-
Notifications
You must be signed in to change notification settings - Fork 21
Description
Hi,
According to your documentation, "for 10k warehouses, you would need ten clients of type c5.4xlarge to drive the benchmark. For multiple clients, you need to perform three steps". In total, it is 160 CPU cores and 320 GiB RAM, i.e.

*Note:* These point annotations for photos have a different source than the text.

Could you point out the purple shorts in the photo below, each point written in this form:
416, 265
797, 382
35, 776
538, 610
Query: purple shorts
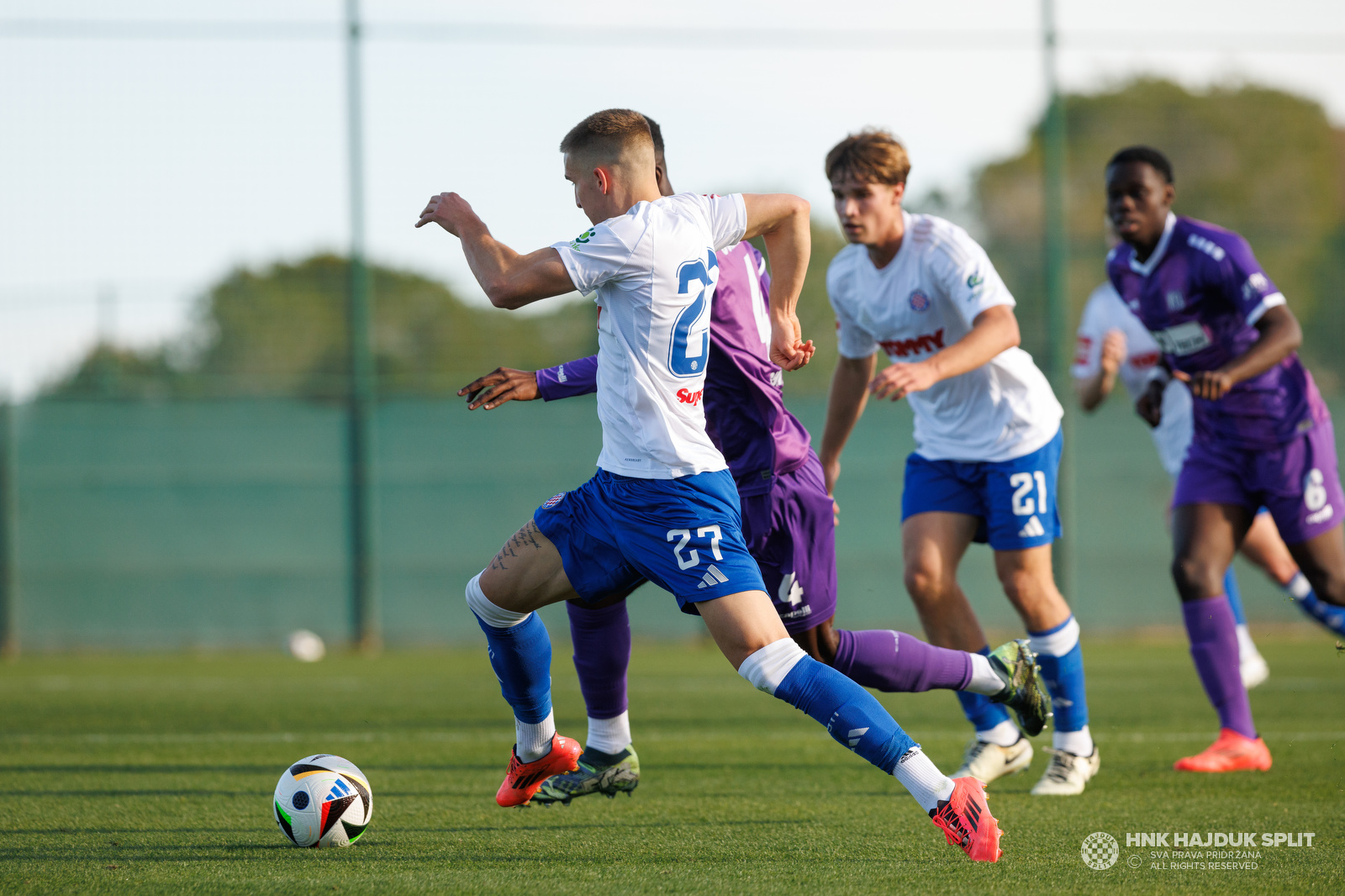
791, 533
1297, 483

- 1 CPU core per 62.5 warehouses
- 32.768 MiB RAM per warehouse
At YDB we followed your path and also had forked and adapted TPC-C from the Benchbase. Thus, we finished with very similar high harware requirements for TPC-C clients. Fortunately, we found very simple yet effective optimizations (and because you have same codebase, you can easily employ them too). In this post we discuss our TPC-C implementations and later describe some pitfalls, which again can be easily fixed. Here is a sum-up of changes:
- Switch to Java 21 and use virtual threads instead of physical threads. Now, you have to spawn 1 thread per terminal. For example, for 10K warehouses, you will have to run 100K threads. Here is the commit.
- Don't aggregate full information about each transaction (LatencyRecord class). Just aggregate OKs/Fails count and use a histogram for execution time. Here is the commit.
After these changes, you will have the following requirements:
- 1 CPU core per 1000 warehouses
- 6 MiB RAM per warehouse
Now, to run 10K warehouses you need 10 cores and ~60 GiB of RAM. It gives 2 c5.4xlarge instead of 10 (a significant change in cost) or even 1 memory optimized instance.
Another issue that affects the price of measurements is loading time. You specify ~5.5 hours for 10K warehouses and 30 cluster nodes of type c5d.4xlarge. If you have the original code there, then probably you use YSQL to upload the data. If you try YCQL instead, you can probably cut the time in half. Initially, we needed 2.7 hours to load 15K warehouses, but we were able to change TPC-C code to do it in 1.6 hours. We simply use bulk upserts, which are blind writes instead of inserts, which were by default.
We're very interested to try YugabyteDB with high number of warehouses (e.g. 40K and 80K), these optimisations will help a lot to cut the spendings.